Small Multiples: Just a Matter of Long Division


    

Small Multiples: Just a Matter of Long Division


The Tableau community has released a ton of great material regarding small multiples.  I’d like to add my two cents to this knowledge base, but direct it to those folks that might be relatively new to Tableau or have never created small multiples.  As part of this, I will go in depth with how the calculations themselves actually work so you fully understand them and can recreate them on your own.  I will also throw in a very handy trick that I use when creating my own small multiples.  

WHAT ARE SMALL MULTIPLES?

First, what are small multiples?  Small multiples (otherwise known as a panel chart) are just multiple charts displaying the same data but for different dimensions.  As an example, Andy Kriebeldoes an incredible job of using small multiples with his NHL Attendance visualization.  You’ll see that his line charts each measure attendance, but each one is specific to a different team.

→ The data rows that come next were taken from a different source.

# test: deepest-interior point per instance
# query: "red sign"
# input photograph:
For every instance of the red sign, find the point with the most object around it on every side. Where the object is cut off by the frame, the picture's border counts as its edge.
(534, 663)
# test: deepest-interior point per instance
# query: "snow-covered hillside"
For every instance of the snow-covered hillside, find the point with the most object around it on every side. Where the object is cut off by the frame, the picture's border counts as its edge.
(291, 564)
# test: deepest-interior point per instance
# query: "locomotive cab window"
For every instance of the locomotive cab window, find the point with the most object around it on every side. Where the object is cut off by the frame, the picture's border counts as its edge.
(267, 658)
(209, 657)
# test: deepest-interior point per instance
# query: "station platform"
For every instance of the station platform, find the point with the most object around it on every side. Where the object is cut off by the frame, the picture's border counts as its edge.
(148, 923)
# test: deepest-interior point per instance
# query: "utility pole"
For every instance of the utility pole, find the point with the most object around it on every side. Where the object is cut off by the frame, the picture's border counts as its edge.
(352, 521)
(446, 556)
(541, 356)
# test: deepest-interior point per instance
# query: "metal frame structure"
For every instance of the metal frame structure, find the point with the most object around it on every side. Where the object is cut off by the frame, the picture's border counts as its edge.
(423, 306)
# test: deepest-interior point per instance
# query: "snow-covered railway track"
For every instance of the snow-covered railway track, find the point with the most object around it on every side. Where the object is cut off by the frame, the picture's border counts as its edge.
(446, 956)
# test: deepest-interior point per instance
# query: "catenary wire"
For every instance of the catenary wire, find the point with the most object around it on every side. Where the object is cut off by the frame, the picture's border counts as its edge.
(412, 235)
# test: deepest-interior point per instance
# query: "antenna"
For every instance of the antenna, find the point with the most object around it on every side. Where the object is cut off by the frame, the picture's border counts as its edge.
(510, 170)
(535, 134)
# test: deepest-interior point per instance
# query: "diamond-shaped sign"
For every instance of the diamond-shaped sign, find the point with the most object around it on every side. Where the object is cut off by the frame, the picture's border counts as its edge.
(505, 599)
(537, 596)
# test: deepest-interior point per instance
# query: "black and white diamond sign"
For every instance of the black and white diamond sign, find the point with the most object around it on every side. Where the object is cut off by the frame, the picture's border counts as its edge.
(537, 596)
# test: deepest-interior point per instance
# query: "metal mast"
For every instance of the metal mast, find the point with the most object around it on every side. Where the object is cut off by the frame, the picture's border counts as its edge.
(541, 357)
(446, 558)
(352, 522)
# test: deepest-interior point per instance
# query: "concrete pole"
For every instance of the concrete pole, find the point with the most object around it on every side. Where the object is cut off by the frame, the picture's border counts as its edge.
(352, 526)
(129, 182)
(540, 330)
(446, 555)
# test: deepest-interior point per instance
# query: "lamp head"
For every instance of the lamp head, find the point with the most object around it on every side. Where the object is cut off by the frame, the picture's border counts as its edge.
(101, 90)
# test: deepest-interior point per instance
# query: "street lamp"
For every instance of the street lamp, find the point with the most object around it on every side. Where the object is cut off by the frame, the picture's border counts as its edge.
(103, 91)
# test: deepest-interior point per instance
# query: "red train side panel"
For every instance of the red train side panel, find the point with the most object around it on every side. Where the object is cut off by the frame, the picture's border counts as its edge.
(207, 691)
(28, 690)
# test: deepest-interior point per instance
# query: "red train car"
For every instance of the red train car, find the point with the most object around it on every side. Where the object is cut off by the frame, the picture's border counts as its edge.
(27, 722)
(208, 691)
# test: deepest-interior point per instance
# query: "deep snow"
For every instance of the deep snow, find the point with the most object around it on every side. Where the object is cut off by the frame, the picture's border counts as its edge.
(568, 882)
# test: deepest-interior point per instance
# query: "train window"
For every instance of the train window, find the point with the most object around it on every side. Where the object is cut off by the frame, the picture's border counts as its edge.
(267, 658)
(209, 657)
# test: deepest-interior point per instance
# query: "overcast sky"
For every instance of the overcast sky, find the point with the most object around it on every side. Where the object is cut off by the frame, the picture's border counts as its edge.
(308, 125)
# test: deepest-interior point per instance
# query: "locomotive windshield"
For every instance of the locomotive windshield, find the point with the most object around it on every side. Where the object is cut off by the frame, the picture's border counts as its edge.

Another example is my Ryder Cup #SportsVizSunday viz that looks at US wins versus Europe wins (yeah, I know…pie charts, but it was a fun way to visualize the data).  Each “golf ball chart” measures US wins versus Europe wins, but each one represents a different year.



Small multiples are a great way to show a lot of information in one view while providing context.  Basically, you can quickly provide comparisons between different dimensions of your data.

WHAT DO I NEED TO KNOW BEFORE CREATING SMALL MULTIPLES?

In order to understand how to create small multiples, lets first talk about X and Y coordinates.  Ken Flerlage does an excellent job explaining X and Y coordinates in his Beyond Show Me blog.  The blog describes how pretty much anything can be drawn in Tableau by using points on a Cartesian plane ( x / y plane).  Take a look at his example using The Periodic Table.  In that example, he basically plots out the points for each element using a Cartesian plane.

Small multiples will be constructed in a very similar way.  We are essentially going to choose the specific locations of our charts (or panels) by plotting them.  (As a side note, you could create small multiples by creating a bunch of charts and laying them next to each other on a dashboard.  However, this can be quite time consuming and is not very flexible.  This method will describe how to build them in a single sheet).  

Let’s stick with the sports theme for an example.  Assume you were looking at concession sales for the <insert your favorite NFL team> (as long as it’s not the Pittsburgh Steelers) for the past nine years (2010 – 2018).  You want to show the changes over time and decide to use small multiples, which means you’ll show nine charts, one for each year. In this case, you might decide to plot the small multiples with three in each row and three in each column (3 x 3).  To do so, you would plot points that look something like the following where point #1 would represent the 2010 chart, point #2 would represent 2011, and so on:
If your data set was in Excel, then you could simply add columns for your X and Y coordinates and fill out each row manually.  However, this is rarely something we are able to do in the real world and it is not flexible in any way.  So, it is best that this work be done within Tableau.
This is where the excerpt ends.